Why good: Zustand with AsyncStorage for persistence, selectors prevent unnecessary re-renders, devtools for debugging, partialize only persists needed state


Pattern 6: React 19 Features (React Native 0.78+)

React Native 0.78+ includes React 19 with new hooks and simplified patterns.

typescript
import { use, useOptimistic } from "react";

// useOptimistic - optimistic UI updates
interface Message {
  id: string;
  text: string;
  sending?: boolean;
}

function ChatInput({ onSend }: { onSend: (text: string) => Promise<void> }) {
  const [messages, setMessages] = useState<Message[]>([]);
  const [optimisticMessages, addOptimisticMessage] = useOptimistic(
    messages,
    (state, newMessage: Message) => [...state, { ...newMessage, sending: true }]
  );

  const handleSend = async (text: string) => {
    const tempId = Date.now().toString();
    addOptimisticMessage({ id: tempId, text });
    await onSend(text);
    // React automatically reverts if the promise rejects
  };

  return <MessageList messages={optimisticMessages} />;
}

// ref as props - no more forwardRef wrapper needed (React 19)
interface InputProps {
  ref?: React.Ref<TextInput>;
  placeholder?: string;
  onChangeText: (text: string) => void;
}

// Before React 19: Required forwardRef wrapper
// After React 19: ref is just a regular prop
function Input({ ref, placeholder, onChangeText }: InputProps) {
  return (
    <TextInput
      ref={ref}
      placeholder={placeholder}
      onChangeText={onChangeText}
    />
  );
}

Why good: useOptimistic provides automatic rollback on errors, ref as props eliminates forwardRef boilerplate, cleaner component APIs

</patterns>
<integration>

Integration Guide

React Native works with your existing React knowledge but requires mobile-specific considerations.

Navigation:

  • Use React Navigation for routing (stack, tab, drawer navigators)
  • Type your navigation params for compile-time safety
  • See examples/navigation.md for patterns

Styling:

  • StyleSheet.create for performance-critical styles
  • NativeWind for Tailwind-like utility classes
  • See examples/styling.md for patterns

Performance:

  • FlatList for virtualized lists (not ScrollView + map)
  • React.memo + useCallback for list items
  • See examples/performance.md for patterns

State Management:

  • Zustand for client state (works identically to web)
  • React Query for server state (works identically to web)
  • AsyncStorage instead of localStorage for persistence
</integration>

<critical_reminders>

CRITICAL REMINDERS

All code must follow project conventions in CLAUDE.md

(You MUST use FlashList (preferred) or FlatList for lists with more than 20 items - NEVER ScrollView with .map() for long lists)

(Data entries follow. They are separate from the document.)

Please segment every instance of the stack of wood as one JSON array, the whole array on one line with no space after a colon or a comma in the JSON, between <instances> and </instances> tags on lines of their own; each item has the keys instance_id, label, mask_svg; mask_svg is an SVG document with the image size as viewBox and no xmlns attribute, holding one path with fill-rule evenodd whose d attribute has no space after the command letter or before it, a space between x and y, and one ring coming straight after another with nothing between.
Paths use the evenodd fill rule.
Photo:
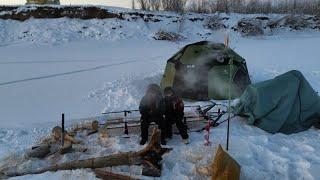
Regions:
<instances>
[{"instance_id":1,"label":"stack of wood","mask_svg":"<svg viewBox=\"0 0 320 180\"><path fill-rule=\"evenodd\" d=\"M55 164L53 166L38 169L30 172L0 172L7 177L23 176L27 174L41 174L47 171L59 171L59 170L74 170L74 169L93 169L95 173L103 178L110 179L110 177L116 176L115 173L103 171L100 168L124 166L124 165L142 165L142 175L160 177L162 155L169 152L171 149L163 148L160 145L160 131L154 129L150 143L142 150L137 152L118 153L104 157L95 157L85 160L76 160L62 164ZM125 177L119 175L118 178ZM117 178L116 178L117 179Z\"/></svg>"}]
</instances>

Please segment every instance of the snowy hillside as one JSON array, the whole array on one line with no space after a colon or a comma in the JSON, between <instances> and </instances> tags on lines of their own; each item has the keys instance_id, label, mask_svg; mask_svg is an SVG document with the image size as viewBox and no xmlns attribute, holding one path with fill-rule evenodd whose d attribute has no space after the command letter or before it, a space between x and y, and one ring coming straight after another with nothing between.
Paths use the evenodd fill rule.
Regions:
<instances>
[{"instance_id":1,"label":"snowy hillside","mask_svg":"<svg viewBox=\"0 0 320 180\"><path fill-rule=\"evenodd\" d=\"M297 69L320 91L317 17L303 17L309 20L297 27L283 20L286 15L182 16L161 12L148 17L139 13L149 12L135 14L114 8L110 12L123 13L124 18L0 20L0 166L12 154L22 157L27 148L59 123L62 112L70 123L100 116L104 111L136 109L146 86L160 82L166 60L195 41L223 42L228 34L230 46L246 59L254 82ZM208 24L210 17L213 20ZM252 34L239 30L239 22L244 19L261 28L262 34L258 30L259 36L248 37ZM276 28L269 26L273 20L279 20ZM157 41L155 35L160 30L183 38ZM189 145L174 136L168 143L174 150L163 160L160 179L203 178L195 168L212 160L216 146L225 144L225 133L225 124L213 129L213 145L205 148L202 133L192 133ZM231 134L230 154L242 166L241 179L320 177L319 130L272 135L235 118ZM138 140L138 136L128 140L111 138L109 146L92 156L141 149ZM115 170L137 171L135 167ZM94 174L77 170L14 179L65 177L94 179Z\"/></svg>"}]
</instances>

(You MUST memoize renderItem callbacks and use stable keyExtractor functions - avoid key props on FlashList items as it breaks recycling)

(You MUST use react-native-safe-area-context for safe areas - React Native's built-in SafeAreaView is deprecated in 0.81+ and will be removed)

(You MUST test on BOTH iOS AND Android from day one - platform differences cause bugs)

(You MUST use Platform.select() or platform-specific files for platform differences - shadows, fonts, and feedback differ)

(You MUST be aware the New Architecture is enabled by default since React Native 0.76 - Fabric, TurboModules, and bridgeless mode)

Failure to follow these rules will result in poor performance, platform-specific bugs, and broken UX on mobile devices.